The Zelkovas have leafed out this spring and seem reasonably healthy. Yesterday’s allocation of funds is for additional work to protect the trees along roadway, according to the Board of Estimates agenda.

The work “will be completed at the request of the community to Baltimore City Department of Parks and Recreation [stet],” which “also strongly recommends that this work to be done,” the agenda said.

In addition to protecting the trees, the new funds will go to improve the drainage flow at three cross-streets (Oakdale, Upland and Wyndhurst), ADA ramp adjustments and brick paver reconstruction in front of the Gilman School and the Roland Park Elementary/Middle School.

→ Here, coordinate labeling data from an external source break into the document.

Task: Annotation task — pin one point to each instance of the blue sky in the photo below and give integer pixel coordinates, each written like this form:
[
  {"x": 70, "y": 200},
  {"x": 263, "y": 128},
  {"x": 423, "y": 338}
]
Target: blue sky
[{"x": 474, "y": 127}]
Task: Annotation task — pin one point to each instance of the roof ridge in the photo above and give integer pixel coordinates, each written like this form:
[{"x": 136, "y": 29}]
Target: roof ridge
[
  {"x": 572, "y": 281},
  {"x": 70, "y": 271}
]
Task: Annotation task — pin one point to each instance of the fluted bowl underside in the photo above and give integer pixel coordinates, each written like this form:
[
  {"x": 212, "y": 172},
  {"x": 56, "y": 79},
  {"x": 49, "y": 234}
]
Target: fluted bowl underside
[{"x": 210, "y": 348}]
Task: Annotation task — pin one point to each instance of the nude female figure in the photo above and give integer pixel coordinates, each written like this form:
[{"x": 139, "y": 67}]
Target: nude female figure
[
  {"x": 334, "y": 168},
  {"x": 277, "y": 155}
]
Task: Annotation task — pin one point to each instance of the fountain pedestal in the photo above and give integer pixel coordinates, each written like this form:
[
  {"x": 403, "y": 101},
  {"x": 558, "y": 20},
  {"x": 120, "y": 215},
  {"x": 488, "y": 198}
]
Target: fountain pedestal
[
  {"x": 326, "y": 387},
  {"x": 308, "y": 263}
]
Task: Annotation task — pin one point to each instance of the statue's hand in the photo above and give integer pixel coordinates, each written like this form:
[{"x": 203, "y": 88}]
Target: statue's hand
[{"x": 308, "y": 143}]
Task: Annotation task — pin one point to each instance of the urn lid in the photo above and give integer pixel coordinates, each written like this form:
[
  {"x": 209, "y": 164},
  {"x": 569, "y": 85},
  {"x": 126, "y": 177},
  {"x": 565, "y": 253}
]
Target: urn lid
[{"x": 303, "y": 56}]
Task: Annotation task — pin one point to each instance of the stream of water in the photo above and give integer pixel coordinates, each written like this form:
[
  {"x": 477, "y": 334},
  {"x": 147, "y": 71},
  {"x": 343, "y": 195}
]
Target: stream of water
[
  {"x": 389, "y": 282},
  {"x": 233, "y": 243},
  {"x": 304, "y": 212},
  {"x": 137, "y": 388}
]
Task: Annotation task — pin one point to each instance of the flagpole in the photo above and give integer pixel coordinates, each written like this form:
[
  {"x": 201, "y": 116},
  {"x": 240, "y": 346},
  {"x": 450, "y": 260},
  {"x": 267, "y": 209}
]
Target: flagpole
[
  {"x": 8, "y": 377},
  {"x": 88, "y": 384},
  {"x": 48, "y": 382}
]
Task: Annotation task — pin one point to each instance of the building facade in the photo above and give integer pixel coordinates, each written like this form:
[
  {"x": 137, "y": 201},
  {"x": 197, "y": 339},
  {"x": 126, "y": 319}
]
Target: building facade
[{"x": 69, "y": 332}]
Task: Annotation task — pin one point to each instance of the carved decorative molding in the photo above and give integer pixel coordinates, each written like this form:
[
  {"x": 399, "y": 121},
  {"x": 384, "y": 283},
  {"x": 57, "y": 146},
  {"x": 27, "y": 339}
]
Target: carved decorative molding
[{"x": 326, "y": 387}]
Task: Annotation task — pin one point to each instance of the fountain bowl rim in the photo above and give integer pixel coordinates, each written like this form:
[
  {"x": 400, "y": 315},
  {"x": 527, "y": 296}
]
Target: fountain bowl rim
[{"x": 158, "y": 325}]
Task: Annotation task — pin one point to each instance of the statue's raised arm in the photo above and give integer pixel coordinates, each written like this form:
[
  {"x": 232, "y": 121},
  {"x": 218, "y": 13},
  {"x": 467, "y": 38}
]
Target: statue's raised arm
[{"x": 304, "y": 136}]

Some of the latter work was needed after Midasco LLC, a city subcontractor, damaged Gilman property while installing new traffic signals, according to DOT emails.

Adding up the Costs

Yesterday’s Extra Work Order, or “EWO,” is the fourth adjustment to TR 12314 since the contract was awarded to M. Luis in late 2014.

The four EWOs have collectively added $2,809,266 to the Roland Avenue project (originally bid for $3,899,000) and delayed its completion date from last September to June 30, 2016.

Meanwhile, DOT has completed the cycle track along Roland Avenue, the subject of several contentious meetings at the Civic League, with a number of Roland Park residents and business owners strenuously objecting to the track’s configuration.

Green strips have been installed at intersections to protect bicyclists from motorists turning off of Roland Avenue who otherwise might not see the cyclists because their view is obstructed by cars in the new parking zone located between the curbside cycle track and main roadway.